A UK honours degree (minimum 2:2) or equivalent overseas qualification. Applicants with a good FdSc/HND pass in a relevant subject area plus at least two years' relevant industrial or professional experience may also be considered.
Previous experience, referees' reports and interviews will be used to determine the suitability of candidates for particular programmes.
Months of entry
Harper Adams is the only UK institution to teach general and applied entomology at postgraduate level. The course has a particular focus on conservation and agriculture. There is currently a shortage of expertise in this important topic, which is a key element in the effort to ensure global food security and the understanding of biodiversity. By successfully completing this course you will develop a range of abilities that will prepare for an interesting and fulfilling career in an area with considerable opportunities.
Insects and allied invertebrates comprise approximately 78 per cent of the world’s macro-biodiversity, whereas vertebrates, even using the most generous estimates, make up less than three per cent. Insects and their relatives play an important role in all of our ecosystems. They range from beneficial insects such as pollinators and natural control agents to essential parts of the decomposition cycle such as dung and carrion insects. Many are also important pests of agriculture, horticulture and forestry, in addition to those that cause human health problems.
Many insects are also rare and endangered and need to be managed for conservation. Other insects are used as model organisms for evolutionary and genetic studies.
The aim of the course is to provide students with specialized training in entomology and conservation.
The course will:
- prepare students for a career in entomology and/or conservation
- offer vocational training in the area of applied entomology or insect conservation
- prepare students for PhD studies
The course is intended to provide a detailed understanding of basic and applied entomology and the issues associated with, on the one hand, their ecology and conservation and, on the other, the control of harmful species worldwide.
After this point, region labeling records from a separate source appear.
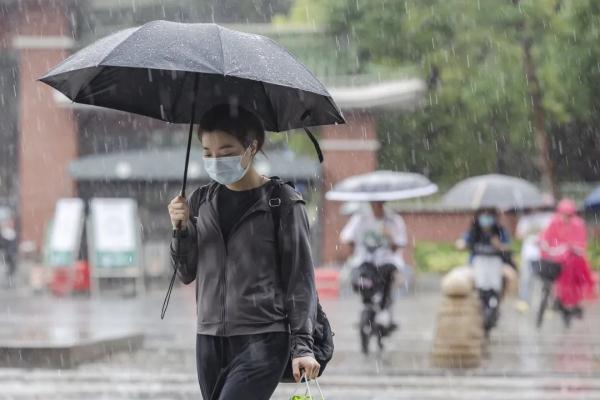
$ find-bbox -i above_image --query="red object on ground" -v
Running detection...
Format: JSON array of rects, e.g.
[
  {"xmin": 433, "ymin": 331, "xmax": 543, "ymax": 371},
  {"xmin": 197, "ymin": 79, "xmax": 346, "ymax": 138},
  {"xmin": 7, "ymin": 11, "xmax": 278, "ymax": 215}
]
[
  {"xmin": 50, "ymin": 268, "xmax": 72, "ymax": 296},
  {"xmin": 73, "ymin": 260, "xmax": 90, "ymax": 292},
  {"xmin": 315, "ymin": 268, "xmax": 340, "ymax": 299}
]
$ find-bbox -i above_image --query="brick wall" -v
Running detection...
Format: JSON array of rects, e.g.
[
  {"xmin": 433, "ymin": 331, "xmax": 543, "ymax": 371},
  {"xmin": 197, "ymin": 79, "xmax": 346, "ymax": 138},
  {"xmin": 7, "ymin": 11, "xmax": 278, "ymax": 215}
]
[
  {"xmin": 13, "ymin": 2, "xmax": 77, "ymax": 252},
  {"xmin": 321, "ymin": 111, "xmax": 378, "ymax": 264}
]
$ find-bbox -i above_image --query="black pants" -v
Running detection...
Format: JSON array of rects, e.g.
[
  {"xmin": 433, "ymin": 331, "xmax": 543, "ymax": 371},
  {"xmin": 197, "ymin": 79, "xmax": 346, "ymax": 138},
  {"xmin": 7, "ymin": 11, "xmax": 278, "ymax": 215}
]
[{"xmin": 196, "ymin": 332, "xmax": 290, "ymax": 400}]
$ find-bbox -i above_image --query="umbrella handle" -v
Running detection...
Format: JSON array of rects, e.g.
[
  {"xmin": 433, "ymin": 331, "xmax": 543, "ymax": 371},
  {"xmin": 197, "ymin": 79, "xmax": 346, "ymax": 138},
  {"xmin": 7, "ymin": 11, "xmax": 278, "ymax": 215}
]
[
  {"xmin": 177, "ymin": 74, "xmax": 198, "ymax": 200},
  {"xmin": 160, "ymin": 74, "xmax": 198, "ymax": 319}
]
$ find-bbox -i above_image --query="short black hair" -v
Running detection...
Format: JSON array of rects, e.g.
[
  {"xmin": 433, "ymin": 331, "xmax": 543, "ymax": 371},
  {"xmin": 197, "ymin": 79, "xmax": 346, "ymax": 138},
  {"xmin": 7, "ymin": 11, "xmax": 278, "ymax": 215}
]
[{"xmin": 198, "ymin": 104, "xmax": 265, "ymax": 152}]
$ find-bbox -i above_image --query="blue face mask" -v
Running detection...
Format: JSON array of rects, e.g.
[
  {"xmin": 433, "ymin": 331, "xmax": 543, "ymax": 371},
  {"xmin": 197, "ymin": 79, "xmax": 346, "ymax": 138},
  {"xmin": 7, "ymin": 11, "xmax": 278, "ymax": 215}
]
[
  {"xmin": 477, "ymin": 214, "xmax": 496, "ymax": 228},
  {"xmin": 204, "ymin": 150, "xmax": 252, "ymax": 185}
]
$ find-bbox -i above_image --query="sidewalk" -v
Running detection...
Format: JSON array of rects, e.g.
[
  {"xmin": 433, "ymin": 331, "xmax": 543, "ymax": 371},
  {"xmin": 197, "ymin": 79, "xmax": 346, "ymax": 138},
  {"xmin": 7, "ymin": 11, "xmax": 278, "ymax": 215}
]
[{"xmin": 0, "ymin": 276, "xmax": 600, "ymax": 400}]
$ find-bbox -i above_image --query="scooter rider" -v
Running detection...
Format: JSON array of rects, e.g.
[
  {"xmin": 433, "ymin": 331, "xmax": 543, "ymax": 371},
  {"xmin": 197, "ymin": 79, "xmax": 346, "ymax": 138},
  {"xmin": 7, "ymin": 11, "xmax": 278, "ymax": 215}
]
[
  {"xmin": 459, "ymin": 208, "xmax": 510, "ymax": 333},
  {"xmin": 340, "ymin": 201, "xmax": 408, "ymax": 327}
]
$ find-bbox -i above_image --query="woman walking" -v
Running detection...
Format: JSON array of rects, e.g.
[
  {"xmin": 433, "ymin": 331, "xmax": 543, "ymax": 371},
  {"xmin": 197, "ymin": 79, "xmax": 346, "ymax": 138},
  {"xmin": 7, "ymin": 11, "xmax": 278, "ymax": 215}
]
[
  {"xmin": 168, "ymin": 105, "xmax": 320, "ymax": 400},
  {"xmin": 541, "ymin": 199, "xmax": 594, "ymax": 327}
]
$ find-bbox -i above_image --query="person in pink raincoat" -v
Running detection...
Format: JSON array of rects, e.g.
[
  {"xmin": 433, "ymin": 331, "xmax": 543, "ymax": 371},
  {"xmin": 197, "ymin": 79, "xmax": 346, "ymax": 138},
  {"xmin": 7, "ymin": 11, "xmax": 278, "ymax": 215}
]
[{"xmin": 540, "ymin": 199, "xmax": 594, "ymax": 326}]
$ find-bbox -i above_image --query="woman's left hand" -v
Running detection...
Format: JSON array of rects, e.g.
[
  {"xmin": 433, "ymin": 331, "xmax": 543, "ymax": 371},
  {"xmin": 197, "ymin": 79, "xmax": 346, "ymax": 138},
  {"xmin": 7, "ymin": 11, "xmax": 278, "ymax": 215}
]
[{"xmin": 292, "ymin": 356, "xmax": 321, "ymax": 382}]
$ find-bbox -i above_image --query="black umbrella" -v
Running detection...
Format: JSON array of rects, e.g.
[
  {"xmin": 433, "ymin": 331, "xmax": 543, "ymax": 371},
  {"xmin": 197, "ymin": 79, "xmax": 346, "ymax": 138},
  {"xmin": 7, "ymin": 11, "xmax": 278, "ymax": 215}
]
[
  {"xmin": 40, "ymin": 21, "xmax": 344, "ymax": 195},
  {"xmin": 40, "ymin": 21, "xmax": 344, "ymax": 318}
]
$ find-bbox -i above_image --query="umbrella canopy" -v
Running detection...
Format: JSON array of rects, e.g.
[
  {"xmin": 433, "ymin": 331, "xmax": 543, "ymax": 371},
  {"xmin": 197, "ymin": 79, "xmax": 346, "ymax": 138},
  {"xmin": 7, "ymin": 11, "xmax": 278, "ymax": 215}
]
[
  {"xmin": 325, "ymin": 171, "xmax": 438, "ymax": 201},
  {"xmin": 40, "ymin": 21, "xmax": 344, "ymax": 318},
  {"xmin": 583, "ymin": 187, "xmax": 600, "ymax": 211},
  {"xmin": 40, "ymin": 21, "xmax": 344, "ymax": 196},
  {"xmin": 40, "ymin": 21, "xmax": 344, "ymax": 131},
  {"xmin": 442, "ymin": 174, "xmax": 544, "ymax": 210}
]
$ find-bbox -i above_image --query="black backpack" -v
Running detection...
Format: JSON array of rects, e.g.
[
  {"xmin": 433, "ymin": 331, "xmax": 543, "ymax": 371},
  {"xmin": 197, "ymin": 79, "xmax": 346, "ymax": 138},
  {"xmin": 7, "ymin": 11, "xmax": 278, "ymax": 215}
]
[{"xmin": 269, "ymin": 177, "xmax": 334, "ymax": 383}]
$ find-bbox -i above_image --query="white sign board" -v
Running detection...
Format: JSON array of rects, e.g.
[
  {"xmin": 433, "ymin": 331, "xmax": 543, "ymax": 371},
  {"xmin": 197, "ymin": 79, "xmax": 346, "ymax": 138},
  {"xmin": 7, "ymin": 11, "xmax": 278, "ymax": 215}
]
[
  {"xmin": 46, "ymin": 198, "xmax": 84, "ymax": 266},
  {"xmin": 90, "ymin": 198, "xmax": 139, "ymax": 268}
]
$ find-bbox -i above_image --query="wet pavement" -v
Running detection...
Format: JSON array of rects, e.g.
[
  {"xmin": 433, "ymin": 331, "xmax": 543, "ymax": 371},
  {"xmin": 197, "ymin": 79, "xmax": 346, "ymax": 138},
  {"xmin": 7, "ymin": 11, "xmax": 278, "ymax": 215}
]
[{"xmin": 0, "ymin": 278, "xmax": 600, "ymax": 400}]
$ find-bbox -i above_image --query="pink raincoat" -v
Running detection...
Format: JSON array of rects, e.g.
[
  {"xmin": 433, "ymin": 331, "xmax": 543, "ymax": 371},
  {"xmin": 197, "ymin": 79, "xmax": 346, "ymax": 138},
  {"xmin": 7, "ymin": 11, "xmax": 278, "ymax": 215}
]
[{"xmin": 541, "ymin": 200, "xmax": 594, "ymax": 307}]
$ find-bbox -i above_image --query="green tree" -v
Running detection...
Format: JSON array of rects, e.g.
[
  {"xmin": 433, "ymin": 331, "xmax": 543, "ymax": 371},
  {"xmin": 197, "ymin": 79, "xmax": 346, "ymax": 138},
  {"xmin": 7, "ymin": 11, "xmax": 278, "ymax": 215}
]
[{"xmin": 329, "ymin": 0, "xmax": 596, "ymax": 190}]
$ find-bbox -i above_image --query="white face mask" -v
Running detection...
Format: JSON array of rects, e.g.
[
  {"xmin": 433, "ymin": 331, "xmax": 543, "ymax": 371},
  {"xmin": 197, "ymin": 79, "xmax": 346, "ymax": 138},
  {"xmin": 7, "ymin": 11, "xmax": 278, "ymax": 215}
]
[{"xmin": 204, "ymin": 148, "xmax": 252, "ymax": 185}]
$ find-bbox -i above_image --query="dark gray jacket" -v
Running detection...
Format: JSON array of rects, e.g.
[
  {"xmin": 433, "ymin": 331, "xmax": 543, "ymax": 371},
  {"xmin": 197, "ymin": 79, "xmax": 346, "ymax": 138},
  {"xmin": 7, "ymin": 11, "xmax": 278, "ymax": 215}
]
[{"xmin": 171, "ymin": 182, "xmax": 317, "ymax": 357}]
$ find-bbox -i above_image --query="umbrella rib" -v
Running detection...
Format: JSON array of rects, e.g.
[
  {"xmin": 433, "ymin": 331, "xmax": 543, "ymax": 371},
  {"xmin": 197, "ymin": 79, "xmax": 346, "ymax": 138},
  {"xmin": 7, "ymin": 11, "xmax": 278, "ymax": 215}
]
[
  {"xmin": 261, "ymin": 82, "xmax": 281, "ymax": 132},
  {"xmin": 215, "ymin": 24, "xmax": 227, "ymax": 76}
]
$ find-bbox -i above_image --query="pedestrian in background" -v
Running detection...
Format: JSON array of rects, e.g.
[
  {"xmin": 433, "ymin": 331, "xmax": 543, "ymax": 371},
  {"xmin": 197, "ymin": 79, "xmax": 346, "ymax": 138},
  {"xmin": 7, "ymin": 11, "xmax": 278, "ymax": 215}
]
[
  {"xmin": 540, "ymin": 199, "xmax": 594, "ymax": 327},
  {"xmin": 0, "ymin": 217, "xmax": 18, "ymax": 287},
  {"xmin": 516, "ymin": 208, "xmax": 553, "ymax": 312}
]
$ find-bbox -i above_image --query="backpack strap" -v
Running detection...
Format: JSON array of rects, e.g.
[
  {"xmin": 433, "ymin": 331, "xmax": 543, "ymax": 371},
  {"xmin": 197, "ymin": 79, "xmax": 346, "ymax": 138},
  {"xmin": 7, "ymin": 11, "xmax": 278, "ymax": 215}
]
[
  {"xmin": 160, "ymin": 183, "xmax": 216, "ymax": 319},
  {"xmin": 269, "ymin": 176, "xmax": 296, "ymax": 248}
]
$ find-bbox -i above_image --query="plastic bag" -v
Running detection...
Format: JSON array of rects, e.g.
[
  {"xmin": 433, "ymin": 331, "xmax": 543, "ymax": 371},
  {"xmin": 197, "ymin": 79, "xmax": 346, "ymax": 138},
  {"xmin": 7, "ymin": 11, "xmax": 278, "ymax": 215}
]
[{"xmin": 290, "ymin": 375, "xmax": 325, "ymax": 400}]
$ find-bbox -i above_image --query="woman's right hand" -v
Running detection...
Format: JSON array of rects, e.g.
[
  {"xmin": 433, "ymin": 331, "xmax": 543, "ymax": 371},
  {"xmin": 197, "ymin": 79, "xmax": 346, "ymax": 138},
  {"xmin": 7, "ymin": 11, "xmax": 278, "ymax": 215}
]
[{"xmin": 168, "ymin": 196, "xmax": 190, "ymax": 229}]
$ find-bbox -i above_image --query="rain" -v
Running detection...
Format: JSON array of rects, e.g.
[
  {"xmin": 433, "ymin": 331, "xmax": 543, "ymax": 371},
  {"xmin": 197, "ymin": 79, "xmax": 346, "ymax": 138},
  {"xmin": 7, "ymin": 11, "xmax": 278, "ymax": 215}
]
[{"xmin": 0, "ymin": 0, "xmax": 600, "ymax": 400}]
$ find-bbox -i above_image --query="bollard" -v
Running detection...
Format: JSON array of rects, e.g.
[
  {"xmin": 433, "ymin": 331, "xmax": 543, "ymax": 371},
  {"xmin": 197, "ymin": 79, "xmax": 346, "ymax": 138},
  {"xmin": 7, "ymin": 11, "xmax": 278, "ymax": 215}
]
[{"xmin": 431, "ymin": 267, "xmax": 484, "ymax": 368}]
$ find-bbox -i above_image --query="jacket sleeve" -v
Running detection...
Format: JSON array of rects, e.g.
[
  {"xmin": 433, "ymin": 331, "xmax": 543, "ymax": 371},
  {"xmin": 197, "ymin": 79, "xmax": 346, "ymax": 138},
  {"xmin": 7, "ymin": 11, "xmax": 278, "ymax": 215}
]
[
  {"xmin": 170, "ymin": 190, "xmax": 201, "ymax": 285},
  {"xmin": 279, "ymin": 201, "xmax": 317, "ymax": 358}
]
The course is underpinned by an extensive programme of agri-environment research at Harper Adams and longstanding collaborations with research institutes and other organisations in the UK and overseas.
A distinctive and integral feature of our MSc is the high degree of input from entomologists and ecologists in collaborating governmental and non-governmental organizations. This participation takes a variety of forms, including guest lectures, field visits and specific training courses, but may also include providing research projects in their organizations.
Examples of collaborating organizations include The Natural History Museum London, CEH Wallingford, Butterfly Conservation, Bug Life, Horticultural Development Company, Rothamsted Research, and Forest Research.